Re: Intradomain Traffic Engineering

18 Jan 2006

...
1. In the traces I have, there exist several intervals with a huge, 
sudden increase of traffic on some links. The prediction model I use 
cannot predict those 'big spikes'. Do these 'big spikes' really happen 
in operational networks? Or are they merely measurement errors? If they 
really happen, is there a gradual ramp up of traffic in smaller time 
scale, say, on the order of tens of seconds? Or do these 'big spikes' 
really occur very quickly, say, in a few seconds?
    2. I have the option to make a tradeoff between average case 
performance and worst case performance guarantee, but I don't know which 
one is deemed more important by you. Are ISP networks currently 
optimized for worst case or average case performance? Is the trade-off 
between these two an appealing idea, or may the ISP networks are already 
doing it?
This email covers a lot of issues, perhaps it'll start a discussion.

I think the question depends on how big a core you are talking about. 
Excluding local effects (the operator of the network bounces a link or 
loses a router, etc), I doubt if you have a significantly large network 
you have many effects that shift traffic faster than 10s of seconds 
(upperbound on this statement is ~30 seconds).

For example, if you "lose" a BGP session, it may take more than 30 
seconds for the router to notice it. Once it realizes that its gone, it 
may re-route traffic very rapidly. But it would still take a while (at 
least a few seconds for a local link, more for a backbone link) before 
that traffic really renormalizes).

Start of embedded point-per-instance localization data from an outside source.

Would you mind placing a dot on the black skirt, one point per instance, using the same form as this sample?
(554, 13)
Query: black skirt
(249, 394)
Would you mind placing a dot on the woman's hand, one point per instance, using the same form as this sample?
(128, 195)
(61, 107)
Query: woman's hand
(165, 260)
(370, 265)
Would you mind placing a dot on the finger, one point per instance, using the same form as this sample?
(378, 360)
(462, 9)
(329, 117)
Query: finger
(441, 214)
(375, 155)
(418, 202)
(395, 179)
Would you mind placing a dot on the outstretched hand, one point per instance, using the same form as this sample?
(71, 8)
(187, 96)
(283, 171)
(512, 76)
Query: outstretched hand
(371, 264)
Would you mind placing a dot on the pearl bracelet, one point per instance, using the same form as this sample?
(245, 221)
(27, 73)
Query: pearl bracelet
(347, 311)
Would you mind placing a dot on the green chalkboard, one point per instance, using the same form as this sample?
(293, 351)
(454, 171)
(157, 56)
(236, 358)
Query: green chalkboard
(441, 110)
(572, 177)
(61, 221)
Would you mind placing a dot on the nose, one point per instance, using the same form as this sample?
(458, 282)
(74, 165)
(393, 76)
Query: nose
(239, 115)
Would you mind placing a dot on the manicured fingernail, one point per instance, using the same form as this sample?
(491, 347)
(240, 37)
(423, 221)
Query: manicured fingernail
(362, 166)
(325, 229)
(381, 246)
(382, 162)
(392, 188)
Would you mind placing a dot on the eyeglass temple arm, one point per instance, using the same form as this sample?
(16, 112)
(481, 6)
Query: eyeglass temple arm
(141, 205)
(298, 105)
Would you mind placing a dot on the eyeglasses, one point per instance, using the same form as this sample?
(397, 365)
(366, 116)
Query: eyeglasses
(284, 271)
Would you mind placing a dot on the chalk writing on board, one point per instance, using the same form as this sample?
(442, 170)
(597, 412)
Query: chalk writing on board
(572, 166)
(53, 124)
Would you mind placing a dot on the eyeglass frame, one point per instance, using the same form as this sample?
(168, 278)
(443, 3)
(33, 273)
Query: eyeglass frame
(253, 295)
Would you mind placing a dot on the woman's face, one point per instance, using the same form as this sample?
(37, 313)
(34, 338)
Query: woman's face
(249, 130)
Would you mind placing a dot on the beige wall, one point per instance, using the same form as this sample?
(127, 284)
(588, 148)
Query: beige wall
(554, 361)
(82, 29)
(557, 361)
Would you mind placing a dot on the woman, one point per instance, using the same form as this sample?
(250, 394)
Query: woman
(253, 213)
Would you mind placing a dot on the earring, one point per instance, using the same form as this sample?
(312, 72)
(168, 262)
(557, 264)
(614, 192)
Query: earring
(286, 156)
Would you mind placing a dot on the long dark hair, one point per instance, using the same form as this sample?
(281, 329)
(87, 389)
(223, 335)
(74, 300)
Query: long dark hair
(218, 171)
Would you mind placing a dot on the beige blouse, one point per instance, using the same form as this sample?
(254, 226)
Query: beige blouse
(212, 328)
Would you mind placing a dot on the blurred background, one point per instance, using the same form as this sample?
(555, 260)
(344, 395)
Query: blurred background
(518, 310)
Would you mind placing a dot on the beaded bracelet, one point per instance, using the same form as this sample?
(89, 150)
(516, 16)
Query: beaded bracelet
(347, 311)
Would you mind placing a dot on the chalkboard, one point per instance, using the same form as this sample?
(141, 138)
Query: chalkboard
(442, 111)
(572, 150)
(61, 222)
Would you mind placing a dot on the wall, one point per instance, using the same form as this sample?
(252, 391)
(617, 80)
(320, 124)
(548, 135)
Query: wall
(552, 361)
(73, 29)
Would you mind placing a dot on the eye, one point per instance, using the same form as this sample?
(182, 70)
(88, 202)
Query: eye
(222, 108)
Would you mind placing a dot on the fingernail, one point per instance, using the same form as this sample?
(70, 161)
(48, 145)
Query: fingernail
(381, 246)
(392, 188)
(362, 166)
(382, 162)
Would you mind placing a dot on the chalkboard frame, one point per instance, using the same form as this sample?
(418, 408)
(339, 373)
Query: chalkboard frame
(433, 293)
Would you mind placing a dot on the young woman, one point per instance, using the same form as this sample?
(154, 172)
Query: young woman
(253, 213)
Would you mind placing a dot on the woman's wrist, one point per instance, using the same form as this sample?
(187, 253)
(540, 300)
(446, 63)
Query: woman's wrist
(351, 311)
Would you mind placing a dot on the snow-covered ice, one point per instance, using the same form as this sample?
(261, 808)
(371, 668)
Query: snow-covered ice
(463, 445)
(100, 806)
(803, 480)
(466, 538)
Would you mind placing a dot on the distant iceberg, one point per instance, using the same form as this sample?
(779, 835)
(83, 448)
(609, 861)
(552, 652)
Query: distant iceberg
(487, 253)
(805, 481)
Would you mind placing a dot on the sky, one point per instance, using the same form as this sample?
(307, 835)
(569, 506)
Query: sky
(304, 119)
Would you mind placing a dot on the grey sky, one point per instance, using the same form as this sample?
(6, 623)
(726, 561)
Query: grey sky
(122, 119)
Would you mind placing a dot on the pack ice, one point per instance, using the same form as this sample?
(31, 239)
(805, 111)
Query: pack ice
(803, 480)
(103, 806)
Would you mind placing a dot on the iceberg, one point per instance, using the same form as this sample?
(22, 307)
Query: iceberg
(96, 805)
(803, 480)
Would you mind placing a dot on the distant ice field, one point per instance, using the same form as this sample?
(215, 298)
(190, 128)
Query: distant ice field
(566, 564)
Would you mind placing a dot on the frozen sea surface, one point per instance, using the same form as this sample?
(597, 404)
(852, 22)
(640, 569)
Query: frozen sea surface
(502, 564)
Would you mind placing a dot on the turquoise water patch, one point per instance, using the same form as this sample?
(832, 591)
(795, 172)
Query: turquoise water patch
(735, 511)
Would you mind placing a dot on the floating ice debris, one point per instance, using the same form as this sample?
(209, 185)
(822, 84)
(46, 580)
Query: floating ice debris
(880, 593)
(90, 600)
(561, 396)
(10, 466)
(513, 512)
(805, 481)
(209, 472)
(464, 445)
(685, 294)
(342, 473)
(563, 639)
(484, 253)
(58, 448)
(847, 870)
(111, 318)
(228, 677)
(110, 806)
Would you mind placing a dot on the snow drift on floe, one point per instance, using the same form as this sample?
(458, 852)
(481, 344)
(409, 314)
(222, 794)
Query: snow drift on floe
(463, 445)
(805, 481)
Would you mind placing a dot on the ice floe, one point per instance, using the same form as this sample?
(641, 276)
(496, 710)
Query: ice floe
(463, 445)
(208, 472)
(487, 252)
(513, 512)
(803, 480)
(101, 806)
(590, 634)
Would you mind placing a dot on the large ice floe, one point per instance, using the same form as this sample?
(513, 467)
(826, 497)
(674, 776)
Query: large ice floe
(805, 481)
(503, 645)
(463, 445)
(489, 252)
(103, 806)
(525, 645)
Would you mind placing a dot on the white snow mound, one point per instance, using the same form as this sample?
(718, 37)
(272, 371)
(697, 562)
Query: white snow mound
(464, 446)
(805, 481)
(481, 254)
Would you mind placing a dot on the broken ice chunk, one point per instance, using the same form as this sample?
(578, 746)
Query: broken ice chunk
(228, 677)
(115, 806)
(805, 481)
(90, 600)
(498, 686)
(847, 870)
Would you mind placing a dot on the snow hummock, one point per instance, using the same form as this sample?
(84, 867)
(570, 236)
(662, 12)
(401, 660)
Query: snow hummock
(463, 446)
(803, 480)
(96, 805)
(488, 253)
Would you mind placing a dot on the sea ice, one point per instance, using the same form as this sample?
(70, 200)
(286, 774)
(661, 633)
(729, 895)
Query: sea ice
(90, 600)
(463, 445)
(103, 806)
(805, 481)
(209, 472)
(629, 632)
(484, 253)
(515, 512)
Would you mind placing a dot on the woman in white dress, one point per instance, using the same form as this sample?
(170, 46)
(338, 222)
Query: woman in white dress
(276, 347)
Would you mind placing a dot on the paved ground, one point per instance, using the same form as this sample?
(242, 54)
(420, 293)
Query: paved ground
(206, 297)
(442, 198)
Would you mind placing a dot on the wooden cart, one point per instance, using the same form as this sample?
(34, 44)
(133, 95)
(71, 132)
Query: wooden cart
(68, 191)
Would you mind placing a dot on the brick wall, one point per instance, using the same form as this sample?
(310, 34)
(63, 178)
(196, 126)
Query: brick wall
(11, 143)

This has more to do with TCP noticing 
packet loss, backing off [only for the traffic that has been effected] 
and starting back up. It takes up to half a second to *establish* a 
single TCP session on an average latency link.

So, the trick would be to discover the traffic has gone or gone wonky 
before the BGP session is dropped. This would allow your algorithm to 
back off until a new /normal/ has been established.

However, the talk of traffic engineering and maximum utilization always 
come into vogue when folks want to squeeze more utilization out of their 
networks without really spending more money. IMO, the best time to use 
TE is when customer-links to your network approach your maximum core 
speed [relative here... there is /core/ in your datacenter/pop and there 
is /core/ that is your network to the point the packets get handed off 
on average]. Often this limit on the operator's core is technology 
imposed (though budgetary concerns get in there too).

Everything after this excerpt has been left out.